Exclusive Jurisdiction of Certain Actions
The Charter requires, to the fullest extent permitted by law, unless the Company consents in writing to the selection of an alternative forum, that derivative actions brought in the name of the Company, actions against current or former directors, officers, employees, and agents for breach of fiduciary duty, actions asserting a claim arising pursuant to any provision of the DGCL or the Charter or the Bylaws and actions asserting a claim against the Company governed by the internal affairs doctrine may be brought only in the Court of Chancery in the State of Delaware and any stockholder will be deemed to have consented to such provision. Although the Company believes this provision benefits the Company by providing increased consistency in the application of Delaware law in the types of lawsuits to which it applies, the provision may have the effect of discouraging lawsuits against the Company’s directors and officers.

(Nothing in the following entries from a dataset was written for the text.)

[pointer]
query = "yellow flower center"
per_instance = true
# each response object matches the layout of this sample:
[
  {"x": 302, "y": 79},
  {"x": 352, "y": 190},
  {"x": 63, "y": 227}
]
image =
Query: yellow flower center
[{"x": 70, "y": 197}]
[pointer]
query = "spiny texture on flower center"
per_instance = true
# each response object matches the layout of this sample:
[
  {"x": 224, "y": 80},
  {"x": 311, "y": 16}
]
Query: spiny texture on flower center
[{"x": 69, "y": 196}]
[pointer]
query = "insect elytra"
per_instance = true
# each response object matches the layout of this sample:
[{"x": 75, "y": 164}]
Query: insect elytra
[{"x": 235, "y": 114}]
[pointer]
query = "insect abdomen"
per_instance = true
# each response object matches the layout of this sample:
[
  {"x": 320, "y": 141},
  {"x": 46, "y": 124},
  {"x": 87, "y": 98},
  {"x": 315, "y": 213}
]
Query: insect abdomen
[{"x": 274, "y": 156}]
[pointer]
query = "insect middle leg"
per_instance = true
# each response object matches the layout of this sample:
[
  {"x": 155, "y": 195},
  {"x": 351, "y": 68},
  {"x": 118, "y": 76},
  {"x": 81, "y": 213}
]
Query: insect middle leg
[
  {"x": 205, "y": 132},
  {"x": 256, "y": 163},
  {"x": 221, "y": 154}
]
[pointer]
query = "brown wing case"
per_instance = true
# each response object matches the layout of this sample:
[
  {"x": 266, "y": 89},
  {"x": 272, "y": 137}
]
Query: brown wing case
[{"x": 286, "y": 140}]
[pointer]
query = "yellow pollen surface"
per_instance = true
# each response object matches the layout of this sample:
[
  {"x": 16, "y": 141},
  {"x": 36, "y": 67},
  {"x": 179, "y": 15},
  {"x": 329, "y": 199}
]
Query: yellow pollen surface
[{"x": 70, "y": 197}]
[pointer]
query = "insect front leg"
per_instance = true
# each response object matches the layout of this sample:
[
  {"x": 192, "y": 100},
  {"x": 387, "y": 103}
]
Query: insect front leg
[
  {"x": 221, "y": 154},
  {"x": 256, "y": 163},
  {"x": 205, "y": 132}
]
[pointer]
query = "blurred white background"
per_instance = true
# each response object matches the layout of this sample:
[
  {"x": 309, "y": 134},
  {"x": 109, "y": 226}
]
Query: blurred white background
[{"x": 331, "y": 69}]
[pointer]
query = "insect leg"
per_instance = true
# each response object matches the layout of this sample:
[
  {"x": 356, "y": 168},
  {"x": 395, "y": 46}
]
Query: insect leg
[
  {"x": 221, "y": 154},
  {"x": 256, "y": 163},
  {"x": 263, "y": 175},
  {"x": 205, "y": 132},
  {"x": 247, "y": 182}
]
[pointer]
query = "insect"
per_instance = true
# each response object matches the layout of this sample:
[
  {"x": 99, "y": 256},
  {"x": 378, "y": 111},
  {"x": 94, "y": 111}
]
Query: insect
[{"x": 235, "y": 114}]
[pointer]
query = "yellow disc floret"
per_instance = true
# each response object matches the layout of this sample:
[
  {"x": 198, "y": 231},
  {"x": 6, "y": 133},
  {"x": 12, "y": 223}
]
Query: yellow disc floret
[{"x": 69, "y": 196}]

The exclusive forum provision in the Charter would not apply to claims brought under the Exchange Act or the Securities Act. To the extent the exclusive forum provision restricts the venue in which holders of the Company’s common stock may bring claims arising under the federal securities laws, there is uncertainty as to whether a court would enforce such provisions. The exclusive forum provision in the Charter does not relieve the Company of its duties to comply with the federal securities laws and the rules and regulations thereunder, and the Company’s stockholders will not be deemed to have waived our compliance with these laws, rules and regulations.
In addition, the Charter requires that, unless the Company consents in writing to the selection of an alternative forum, the federal district courts of the United States shall be the sole and exclusive forum for resolving any action asserting a claim arising under the Securities Act.